Fasching , Carneval ,und mehr...

Als 1945 nach dem Krieg nach und nach die Männer wieder in der Heimat eintrafen und als nach 1948 das Geld wieder Geld war, dachte man bald wieder an Geselligkeit.So entstand in Erlenbach und Binswangen wieder Sportverein, Gesangverein und Musikverein.1951 bauten einige rührige Binswanger aus zwei Motorrädern eine Lokomotive und unter sachgemäßer Führung von Seppl Hirnstein und Rudolf Zartmann ging die Fahrt unter den Klängen der Blaskapelle des MVB nach Neckarsulm, wo die Binswanger mit ihrem Beitrag zum Fasching ganz gewaltiges Aufsehen erregten. Der Anfang war gemacht.Fortan gab es nicht nur den obligaten Faschingsball, 1956 gab es den ersten Elferrat unter Leitung von Klaus Weißberger.1958 kürte man das erste Prinzenpaar Liane Limbach und Reinhold Ester.Prinzenpaare gab es seither lückenlos bis heute.1958 stürmte man am Rosenmontag mit Holzgewehren,Holzkanone und Feuerwehrhelmen unter dem Komando von Edmund Spohrer und unter den Klängen des MVB das Erlenbacher Rathaus.Als 1964 die alte Sulmtalhalle eingeweiht wurde, war man schon fest etabliert.Die Prunksitzungen des MVB von Fred Herold und Seppl Bendeich geleitet,waren stets ausverkauft,Klein Mainz in der Sulmtalhalle,war das von der Heilbronner Stimme verliehene Prädikat.1976 trat man dem LWK,dem Landesverband Württembergischer Karnevalsvereine bei.1980 drohte der MVB,der inzwischen ein Vereinsheim mit Gaststätte gebaut hatte,durch die Aktivität der Karnevalisten die Gemeinnützigkeit zu verlieren.Man trennte sich auf Anraten des Finazamtes. Die Geburtstunde des Carneval-Clubs Binswanger Boschurle war gekommen.Eugen Klein,seit 1972 Präsident der Karnevalsabteilung führte die Gründungsversammlung.Ihm folgten als Präsident Günter Breitling,Kurt Geiger, Wolfgang Scholl und jetzt Robert Schübel.
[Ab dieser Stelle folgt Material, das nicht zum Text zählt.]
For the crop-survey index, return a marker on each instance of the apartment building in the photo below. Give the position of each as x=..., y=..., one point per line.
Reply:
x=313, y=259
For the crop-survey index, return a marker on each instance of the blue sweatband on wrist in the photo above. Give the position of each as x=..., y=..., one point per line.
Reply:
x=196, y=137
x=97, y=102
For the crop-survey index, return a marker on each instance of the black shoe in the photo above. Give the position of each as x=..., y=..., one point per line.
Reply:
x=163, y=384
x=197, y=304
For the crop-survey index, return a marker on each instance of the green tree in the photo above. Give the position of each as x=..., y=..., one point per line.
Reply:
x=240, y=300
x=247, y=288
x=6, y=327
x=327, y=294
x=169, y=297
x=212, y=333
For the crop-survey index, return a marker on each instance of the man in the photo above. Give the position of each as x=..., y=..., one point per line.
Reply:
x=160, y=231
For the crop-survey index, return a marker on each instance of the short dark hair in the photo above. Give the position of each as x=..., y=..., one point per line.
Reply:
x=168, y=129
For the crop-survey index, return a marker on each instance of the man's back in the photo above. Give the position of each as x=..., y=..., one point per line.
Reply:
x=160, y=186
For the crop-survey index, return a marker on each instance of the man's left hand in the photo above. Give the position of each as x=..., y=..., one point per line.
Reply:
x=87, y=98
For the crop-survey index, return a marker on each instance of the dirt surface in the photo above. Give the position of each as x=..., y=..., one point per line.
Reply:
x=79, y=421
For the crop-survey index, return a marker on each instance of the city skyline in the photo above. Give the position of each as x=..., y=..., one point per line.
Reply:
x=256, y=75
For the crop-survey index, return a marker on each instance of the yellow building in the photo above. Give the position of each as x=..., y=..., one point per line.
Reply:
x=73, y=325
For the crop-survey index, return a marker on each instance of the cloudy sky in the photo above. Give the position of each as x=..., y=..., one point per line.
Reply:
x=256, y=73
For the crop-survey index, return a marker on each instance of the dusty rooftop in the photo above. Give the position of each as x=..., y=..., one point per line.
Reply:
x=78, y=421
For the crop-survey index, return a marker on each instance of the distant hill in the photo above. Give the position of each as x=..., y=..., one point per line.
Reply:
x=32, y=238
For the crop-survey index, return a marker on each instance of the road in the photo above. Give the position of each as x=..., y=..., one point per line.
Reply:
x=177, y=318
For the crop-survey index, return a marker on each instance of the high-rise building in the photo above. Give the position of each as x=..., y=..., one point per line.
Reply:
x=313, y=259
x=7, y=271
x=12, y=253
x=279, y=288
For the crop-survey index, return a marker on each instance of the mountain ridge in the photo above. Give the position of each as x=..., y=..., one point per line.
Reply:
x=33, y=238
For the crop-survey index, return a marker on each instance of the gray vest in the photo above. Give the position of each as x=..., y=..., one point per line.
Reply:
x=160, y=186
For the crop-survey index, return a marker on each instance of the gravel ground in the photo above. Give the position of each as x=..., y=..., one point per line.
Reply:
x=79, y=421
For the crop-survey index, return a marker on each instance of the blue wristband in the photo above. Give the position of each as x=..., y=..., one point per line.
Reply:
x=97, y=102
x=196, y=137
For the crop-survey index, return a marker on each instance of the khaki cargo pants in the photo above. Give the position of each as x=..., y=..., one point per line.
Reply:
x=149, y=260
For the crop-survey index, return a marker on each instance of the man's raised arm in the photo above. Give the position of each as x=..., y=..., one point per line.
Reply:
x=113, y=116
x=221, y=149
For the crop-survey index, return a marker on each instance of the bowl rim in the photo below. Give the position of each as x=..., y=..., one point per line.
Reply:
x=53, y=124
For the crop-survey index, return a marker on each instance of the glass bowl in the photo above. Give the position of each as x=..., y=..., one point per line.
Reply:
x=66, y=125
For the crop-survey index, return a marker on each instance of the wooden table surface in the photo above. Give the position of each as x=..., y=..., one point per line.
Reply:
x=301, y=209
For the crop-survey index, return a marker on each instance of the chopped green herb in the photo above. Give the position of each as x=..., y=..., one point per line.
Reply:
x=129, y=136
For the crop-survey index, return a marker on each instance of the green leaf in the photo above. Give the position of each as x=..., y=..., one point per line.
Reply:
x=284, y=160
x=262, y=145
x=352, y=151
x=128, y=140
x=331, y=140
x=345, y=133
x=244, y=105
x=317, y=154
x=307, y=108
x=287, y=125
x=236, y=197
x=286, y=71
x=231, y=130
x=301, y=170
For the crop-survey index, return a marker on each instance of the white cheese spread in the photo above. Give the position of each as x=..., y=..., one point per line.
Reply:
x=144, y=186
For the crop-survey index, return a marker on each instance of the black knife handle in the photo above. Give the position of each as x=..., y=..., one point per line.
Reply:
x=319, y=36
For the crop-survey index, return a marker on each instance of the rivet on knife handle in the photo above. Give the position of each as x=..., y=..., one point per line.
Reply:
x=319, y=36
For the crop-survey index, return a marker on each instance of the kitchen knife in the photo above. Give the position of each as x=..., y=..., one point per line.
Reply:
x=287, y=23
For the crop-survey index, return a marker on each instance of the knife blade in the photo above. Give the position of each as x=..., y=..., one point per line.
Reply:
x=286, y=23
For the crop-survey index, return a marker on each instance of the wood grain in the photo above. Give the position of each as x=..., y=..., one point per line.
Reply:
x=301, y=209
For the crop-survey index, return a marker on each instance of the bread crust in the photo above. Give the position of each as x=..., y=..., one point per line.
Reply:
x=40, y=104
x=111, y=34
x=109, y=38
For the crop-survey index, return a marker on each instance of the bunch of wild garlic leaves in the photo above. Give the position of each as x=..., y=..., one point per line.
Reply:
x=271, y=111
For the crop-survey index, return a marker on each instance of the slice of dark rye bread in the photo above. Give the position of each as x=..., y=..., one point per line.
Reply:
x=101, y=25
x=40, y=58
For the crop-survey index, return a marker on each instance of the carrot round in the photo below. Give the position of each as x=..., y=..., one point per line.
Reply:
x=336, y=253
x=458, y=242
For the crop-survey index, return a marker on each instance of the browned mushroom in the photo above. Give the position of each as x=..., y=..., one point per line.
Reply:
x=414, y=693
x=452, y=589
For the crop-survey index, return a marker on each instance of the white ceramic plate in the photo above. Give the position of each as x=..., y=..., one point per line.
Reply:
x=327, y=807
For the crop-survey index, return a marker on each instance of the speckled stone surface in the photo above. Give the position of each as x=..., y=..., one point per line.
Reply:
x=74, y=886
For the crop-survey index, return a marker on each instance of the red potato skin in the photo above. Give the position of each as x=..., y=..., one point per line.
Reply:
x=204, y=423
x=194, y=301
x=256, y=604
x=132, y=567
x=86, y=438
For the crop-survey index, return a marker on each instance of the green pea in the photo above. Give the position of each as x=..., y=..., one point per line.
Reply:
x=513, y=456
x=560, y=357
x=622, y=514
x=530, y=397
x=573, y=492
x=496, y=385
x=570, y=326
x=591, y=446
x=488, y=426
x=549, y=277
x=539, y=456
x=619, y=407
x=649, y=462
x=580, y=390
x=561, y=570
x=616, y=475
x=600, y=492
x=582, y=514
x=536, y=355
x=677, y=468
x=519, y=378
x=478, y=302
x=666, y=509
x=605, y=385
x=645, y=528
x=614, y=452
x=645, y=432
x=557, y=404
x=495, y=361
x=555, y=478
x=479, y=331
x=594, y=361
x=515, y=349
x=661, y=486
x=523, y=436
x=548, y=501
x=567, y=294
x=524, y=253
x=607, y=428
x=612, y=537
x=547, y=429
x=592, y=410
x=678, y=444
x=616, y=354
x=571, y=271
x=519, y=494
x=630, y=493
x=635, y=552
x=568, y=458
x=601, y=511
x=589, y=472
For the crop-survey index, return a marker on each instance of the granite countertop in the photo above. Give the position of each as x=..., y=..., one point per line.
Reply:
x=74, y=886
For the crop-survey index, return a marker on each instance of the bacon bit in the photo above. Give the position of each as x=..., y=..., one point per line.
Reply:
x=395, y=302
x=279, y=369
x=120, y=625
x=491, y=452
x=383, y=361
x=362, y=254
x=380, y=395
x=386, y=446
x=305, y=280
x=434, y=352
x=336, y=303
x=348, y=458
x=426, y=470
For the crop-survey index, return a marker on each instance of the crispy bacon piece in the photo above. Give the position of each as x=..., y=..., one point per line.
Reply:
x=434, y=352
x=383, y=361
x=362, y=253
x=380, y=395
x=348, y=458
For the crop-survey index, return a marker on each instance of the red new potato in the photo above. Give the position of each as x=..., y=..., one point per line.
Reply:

                          Woher das 
                 B
oschurle Kommt

Dieser liegt in der Geschichte und  im Binswanger 
Spottnamen Buschörle begründet.
1800-1813 hatte Binswangen im Gegensatz zu Erlenbach
sehr häufig Einquartierung durch Französische Trupen
Napoleons.Trotz hoher Ansprüche von Offizieren,
Unteroffizieren und Soldaten soll der Umgang mit ihnen
sehr offenherzig gewesen sein.So gewöhnten sich die Binswanger auch sehr schnell an der französichen Gruß "bon your"-guten Tag!
Als die französichen Besatzer längst abgezogen waren,hielten
die Binswanger noch einige Zeit diesen Gruß bei,was ihnen bald den Spottnamen Buschurle,(später fälschlicher-weise Wuschörle) einbrachte.Dieser bon-your-le
wurde zum Clubnamen des Vereins.

Geschichte Erlenbach

Erlenbach wurde vermutlich um 500 von den Franken, Binswangen um die gleiche Zeit von den Alemannen gegründet.
Erlenbach wurde anlässlich einer
Schenkung an das Kloster Hirsau im Jahr 1130 im Hirsauer Codex erstmals erwähnt,Binswangen in einem von Papst Alexander III.am 8.November 1176 ausgestellten Schutzbrief.Beide Orte gehörten zu dieser Zeit zur Herrschaft Scheuerberg der Herren von Weinsberg.Später gelangten sie an Kurmainz und von diesem am 27.Mai 1484 im Tauschweg an den Deutschen Orden.Dort gehörten Erlenbach und Binswangen zur Ballei Franken.Nach Auflösung des Deutschordensstaates kamen sie 1805 an Württemberg und wurden dort dem Oberamt Neckarsulm zugeteilt,das 1934 in Kreis Neckarsulm umbenannt wurde.Am 1.April 1935 wurden Binswangen und Erlenbach unter dem Namen Erlenbach zusammengeschlossen.
Mit Auflösung des Kreises Neckarsulm kam Erlenbach am 1.Oktober 1938 zum Landkreis Heilbronn.Durch die aus Einwohnerwachstum resultierende Bautätigkeit nach dem Zweiten Weltkrieg sind Erlenbach und Binswangen zu einem Ort zusammengewachsen.